For instance, their data suggests that just 3.7% of the overall NHS workforce are managers, although the researchers admit that this doesn’t include clinical managers. Even using data from the Office for National Statistics, which reveals that managers make up 4.8% of the total NHS workforce, this still falls considerably below the 15.4% of the total UK workforce that operate in a managerial capacity. This level of staffing represents approximately 1-2% of the budget of the trust.
Whilst the number of NHS managers has risen by 37% between 1997 and 2010, this also coincides with a period in which health spending has doubled in real terms, so it’s perhaps fair to say that the NHS is still lagging behind in terms of the right number and quality of managers.
This matters, as a recent study by Stanford highlighted the value great managers can bring to an organization. The researchers examined around 11,000 companies from around the world over a number of years to try and ascertain what kind of management was being practiced.

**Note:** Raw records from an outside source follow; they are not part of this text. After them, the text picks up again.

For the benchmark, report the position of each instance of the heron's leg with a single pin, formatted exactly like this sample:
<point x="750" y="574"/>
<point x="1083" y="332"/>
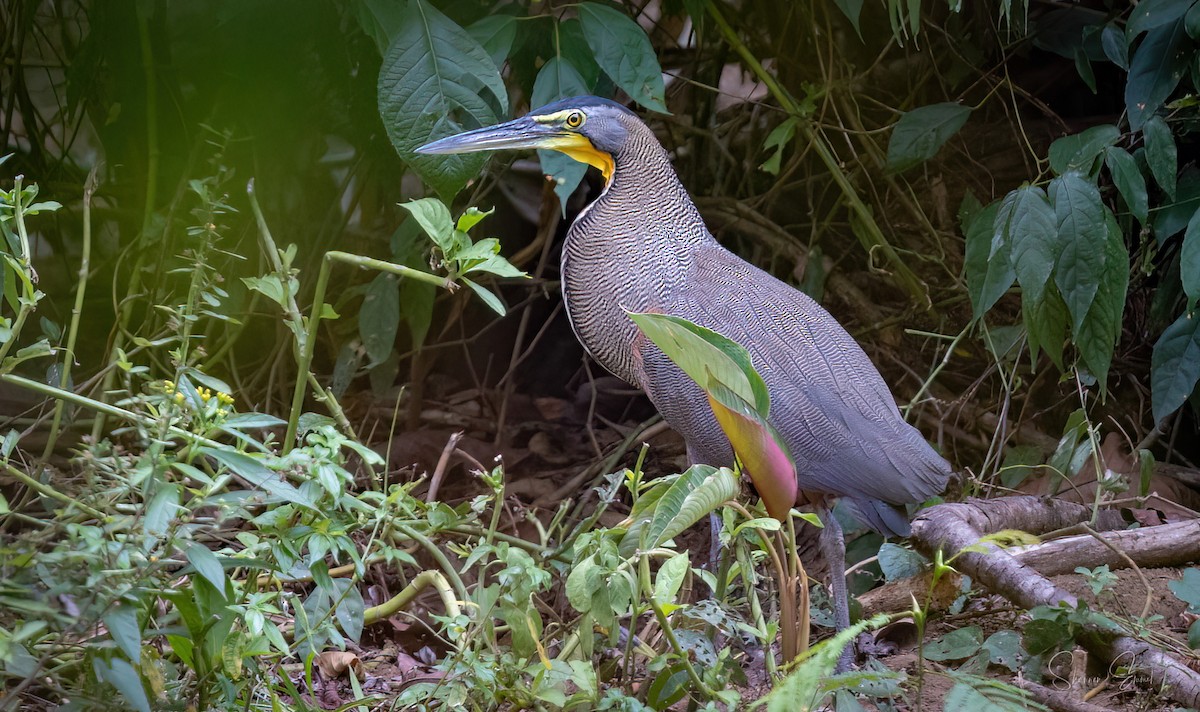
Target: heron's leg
<point x="833" y="548"/>
<point x="714" y="545"/>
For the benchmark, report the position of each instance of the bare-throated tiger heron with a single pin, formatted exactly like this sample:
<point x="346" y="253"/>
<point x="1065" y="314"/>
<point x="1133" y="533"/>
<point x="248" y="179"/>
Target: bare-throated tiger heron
<point x="642" y="246"/>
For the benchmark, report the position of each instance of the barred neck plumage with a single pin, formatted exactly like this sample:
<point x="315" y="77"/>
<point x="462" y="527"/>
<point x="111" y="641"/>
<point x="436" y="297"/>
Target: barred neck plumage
<point x="628" y="250"/>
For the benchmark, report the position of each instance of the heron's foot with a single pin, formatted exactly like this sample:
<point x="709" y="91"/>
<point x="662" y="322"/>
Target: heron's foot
<point x="868" y="646"/>
<point x="864" y="647"/>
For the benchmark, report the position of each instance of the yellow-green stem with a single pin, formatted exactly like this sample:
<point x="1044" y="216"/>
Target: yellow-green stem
<point x="76" y="312"/>
<point x="310" y="339"/>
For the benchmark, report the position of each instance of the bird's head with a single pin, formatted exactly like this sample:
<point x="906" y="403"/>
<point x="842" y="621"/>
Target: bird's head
<point x="588" y="129"/>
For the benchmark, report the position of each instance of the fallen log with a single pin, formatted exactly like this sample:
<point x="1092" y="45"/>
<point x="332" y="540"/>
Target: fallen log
<point x="1167" y="545"/>
<point x="954" y="527"/>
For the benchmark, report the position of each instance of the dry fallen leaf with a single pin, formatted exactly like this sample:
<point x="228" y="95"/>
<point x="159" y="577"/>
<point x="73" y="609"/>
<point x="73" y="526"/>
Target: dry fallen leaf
<point x="334" y="664"/>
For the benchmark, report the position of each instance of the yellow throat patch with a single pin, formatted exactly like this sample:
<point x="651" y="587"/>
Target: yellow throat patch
<point x="579" y="147"/>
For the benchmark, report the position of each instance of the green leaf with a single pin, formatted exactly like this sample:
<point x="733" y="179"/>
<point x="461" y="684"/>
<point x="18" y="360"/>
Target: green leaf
<point x="379" y="317"/>
<point x="1079" y="214"/>
<point x="1129" y="181"/>
<point x="125" y="678"/>
<point x="982" y="694"/>
<point x="207" y="564"/>
<point x="1080" y="150"/>
<point x="1189" y="261"/>
<point x="162" y="509"/>
<point x="624" y="53"/>
<point x="670" y="578"/>
<point x="1027" y="223"/>
<point x="1155" y="71"/>
<point x="487" y="295"/>
<point x="705" y="356"/>
<point x="1161" y="153"/>
<point x="269" y="285"/>
<point x="921" y="133"/>
<point x="1097" y="335"/>
<point x="437" y="81"/>
<point x="955" y="645"/>
<point x="435" y="219"/>
<point x="417" y="304"/>
<point x="559" y="79"/>
<point x="257" y="474"/>
<point x="1042" y="635"/>
<point x="1003" y="647"/>
<point x="759" y="448"/>
<point x="1084" y="67"/>
<point x="899" y="562"/>
<point x="351" y="609"/>
<point x="779" y="137"/>
<point x="1045" y="324"/>
<point x="123" y="626"/>
<point x="1149" y="15"/>
<point x="1192" y="22"/>
<point x="851" y="9"/>
<point x="1114" y="46"/>
<point x="1175" y="365"/>
<point x="471" y="217"/>
<point x="678" y="503"/>
<point x="803" y="689"/>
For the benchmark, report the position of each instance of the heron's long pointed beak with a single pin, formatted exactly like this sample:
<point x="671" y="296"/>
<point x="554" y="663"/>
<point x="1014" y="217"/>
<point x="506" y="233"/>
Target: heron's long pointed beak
<point x="517" y="133"/>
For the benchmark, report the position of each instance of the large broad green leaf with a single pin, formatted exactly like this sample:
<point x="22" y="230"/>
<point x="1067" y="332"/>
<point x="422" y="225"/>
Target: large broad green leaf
<point x="1161" y="153"/>
<point x="685" y="500"/>
<point x="988" y="265"/>
<point x="1189" y="261"/>
<point x="1155" y="70"/>
<point x="955" y="645"/>
<point x="1080" y="150"/>
<point x="922" y="132"/>
<point x="379" y="317"/>
<point x="738" y="399"/>
<point x="1027" y="223"/>
<point x="1175" y="365"/>
<point x="559" y="79"/>
<point x="706" y="356"/>
<point x="1045" y="324"/>
<point x="258" y="474"/>
<point x="435" y="219"/>
<point x="1153" y="13"/>
<point x="624" y="53"/>
<point x="760" y="449"/>
<point x="437" y="81"/>
<point x="1080" y="217"/>
<point x="1096" y="337"/>
<point x="1129" y="181"/>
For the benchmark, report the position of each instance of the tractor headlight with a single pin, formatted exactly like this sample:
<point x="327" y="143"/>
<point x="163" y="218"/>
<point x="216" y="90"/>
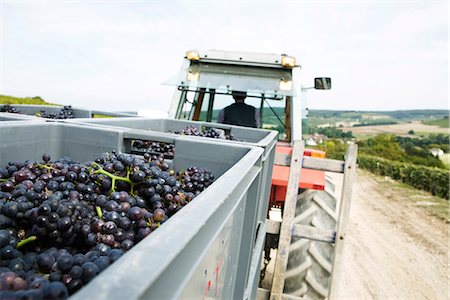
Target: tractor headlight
<point x="193" y="76"/>
<point x="287" y="61"/>
<point x="192" y="55"/>
<point x="285" y="85"/>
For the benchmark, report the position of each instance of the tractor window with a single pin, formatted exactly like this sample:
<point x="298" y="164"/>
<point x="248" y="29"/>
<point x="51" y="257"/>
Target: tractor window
<point x="197" y="105"/>
<point x="274" y="116"/>
<point x="186" y="110"/>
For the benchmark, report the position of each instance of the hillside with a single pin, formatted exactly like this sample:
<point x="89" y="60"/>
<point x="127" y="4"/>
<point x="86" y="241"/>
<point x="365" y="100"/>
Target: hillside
<point x="28" y="100"/>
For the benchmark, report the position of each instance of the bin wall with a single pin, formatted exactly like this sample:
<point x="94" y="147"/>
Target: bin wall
<point x="78" y="113"/>
<point x="212" y="235"/>
<point x="250" y="136"/>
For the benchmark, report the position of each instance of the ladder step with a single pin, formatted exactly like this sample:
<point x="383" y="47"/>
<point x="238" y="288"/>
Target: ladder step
<point x="303" y="231"/>
<point x="313" y="163"/>
<point x="264" y="294"/>
<point x="313" y="233"/>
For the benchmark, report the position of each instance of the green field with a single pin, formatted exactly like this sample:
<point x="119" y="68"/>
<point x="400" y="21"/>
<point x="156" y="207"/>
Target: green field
<point x="28" y="100"/>
<point x="446" y="159"/>
<point x="444" y="123"/>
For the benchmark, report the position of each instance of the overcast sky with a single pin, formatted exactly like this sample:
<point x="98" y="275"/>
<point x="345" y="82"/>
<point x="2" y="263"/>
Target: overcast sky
<point x="115" y="55"/>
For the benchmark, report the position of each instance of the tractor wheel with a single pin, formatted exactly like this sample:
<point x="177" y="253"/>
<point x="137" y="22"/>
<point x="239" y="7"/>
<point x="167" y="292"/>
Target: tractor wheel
<point x="308" y="273"/>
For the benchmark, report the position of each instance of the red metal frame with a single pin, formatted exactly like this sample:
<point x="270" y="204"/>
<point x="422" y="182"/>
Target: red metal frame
<point x="309" y="179"/>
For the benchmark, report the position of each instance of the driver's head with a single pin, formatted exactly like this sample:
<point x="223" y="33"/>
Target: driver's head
<point x="238" y="96"/>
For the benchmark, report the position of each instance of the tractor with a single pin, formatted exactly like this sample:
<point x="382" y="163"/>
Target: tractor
<point x="205" y="85"/>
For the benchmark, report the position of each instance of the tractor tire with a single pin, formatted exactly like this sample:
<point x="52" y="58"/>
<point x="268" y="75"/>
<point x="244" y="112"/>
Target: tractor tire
<point x="308" y="273"/>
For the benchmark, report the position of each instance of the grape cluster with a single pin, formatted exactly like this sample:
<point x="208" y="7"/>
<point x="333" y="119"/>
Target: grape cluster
<point x="65" y="113"/>
<point x="209" y="132"/>
<point x="63" y="222"/>
<point x="9" y="109"/>
<point x="153" y="147"/>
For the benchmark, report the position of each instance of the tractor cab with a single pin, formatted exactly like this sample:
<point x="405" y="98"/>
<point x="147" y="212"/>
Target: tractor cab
<point x="205" y="86"/>
<point x="207" y="80"/>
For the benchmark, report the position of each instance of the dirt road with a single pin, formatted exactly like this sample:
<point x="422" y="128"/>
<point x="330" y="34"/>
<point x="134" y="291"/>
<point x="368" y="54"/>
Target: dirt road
<point x="394" y="248"/>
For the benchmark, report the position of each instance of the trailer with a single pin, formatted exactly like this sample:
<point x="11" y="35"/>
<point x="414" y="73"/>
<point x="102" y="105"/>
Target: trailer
<point x="219" y="245"/>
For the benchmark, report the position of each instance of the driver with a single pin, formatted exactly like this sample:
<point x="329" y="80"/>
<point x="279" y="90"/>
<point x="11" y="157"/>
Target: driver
<point x="239" y="113"/>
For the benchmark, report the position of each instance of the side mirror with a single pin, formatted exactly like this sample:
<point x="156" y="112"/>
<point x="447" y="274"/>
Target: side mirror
<point x="322" y="83"/>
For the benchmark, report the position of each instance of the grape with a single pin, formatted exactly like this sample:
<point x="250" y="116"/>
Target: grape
<point x="9" y="109"/>
<point x="69" y="222"/>
<point x="55" y="290"/>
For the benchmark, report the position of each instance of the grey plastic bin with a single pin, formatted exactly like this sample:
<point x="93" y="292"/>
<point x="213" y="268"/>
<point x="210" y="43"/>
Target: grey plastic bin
<point x="32" y="110"/>
<point x="10" y="117"/>
<point x="265" y="139"/>
<point x="203" y="251"/>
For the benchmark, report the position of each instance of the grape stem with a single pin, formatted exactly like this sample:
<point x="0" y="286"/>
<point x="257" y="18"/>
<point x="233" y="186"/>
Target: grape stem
<point x="98" y="209"/>
<point x="26" y="241"/>
<point x="113" y="177"/>
<point x="44" y="167"/>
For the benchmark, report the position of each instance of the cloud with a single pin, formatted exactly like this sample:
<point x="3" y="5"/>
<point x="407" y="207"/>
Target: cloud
<point x="116" y="55"/>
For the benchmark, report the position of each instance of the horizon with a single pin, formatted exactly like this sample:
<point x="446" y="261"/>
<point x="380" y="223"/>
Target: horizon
<point x="115" y="55"/>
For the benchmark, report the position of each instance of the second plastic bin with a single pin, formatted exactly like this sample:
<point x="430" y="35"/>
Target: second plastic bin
<point x="203" y="251"/>
<point x="245" y="136"/>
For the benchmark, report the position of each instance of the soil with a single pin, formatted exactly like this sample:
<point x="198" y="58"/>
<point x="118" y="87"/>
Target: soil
<point x="394" y="247"/>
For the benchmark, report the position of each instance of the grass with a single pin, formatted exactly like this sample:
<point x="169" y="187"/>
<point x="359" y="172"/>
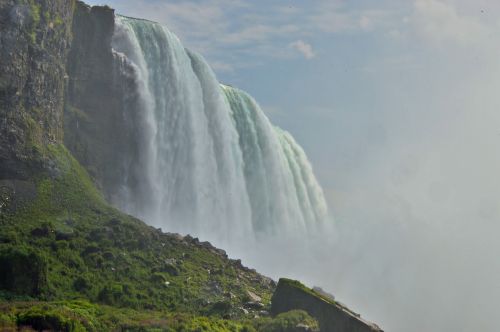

When the analysis was complete, there appeared to be a strong correlation between the management scores and the productivity of a country. Interestingly however, this variation was not confined to international metrics, with considerable variance within countries too.
For instance, within the United States there was a significant difference in the managerial abilities of the most productive firms versus laggards. This materialized in a 15% boost to productivity for firms in the top 25% of managerial capability over those firms in the bottom 25%.
When this was examined across the world, the researchers believe that the quality of management was accounting for around 30% of the variance in productivity. What’s more, good management also appeared to correlate with higher skill levels for workers at those companies, which as the NHS is currently undergoing a review of the skills required to function effectively in the future is surely of great importance.
The Topol Review has looked in some detail at the skills required among the workforce, but it focuses almost exclusively on the skills of clinicians rather than those of managers, which given the review revolves around the need to integrate various new technologies into the NHS seems a major oversight given the key role they play in such transformation efforts.
Not only are there clearly not enough managers in the NHS, but they lack the technical skills of their peers in other sectors. The recent Data Literacy Index found that managers in healthcare were bottom of the pile in terms of data literacy, suggesting not only that the NHS would be well served by overcoming the stigma attached to investing in good management, but actively striving to do so.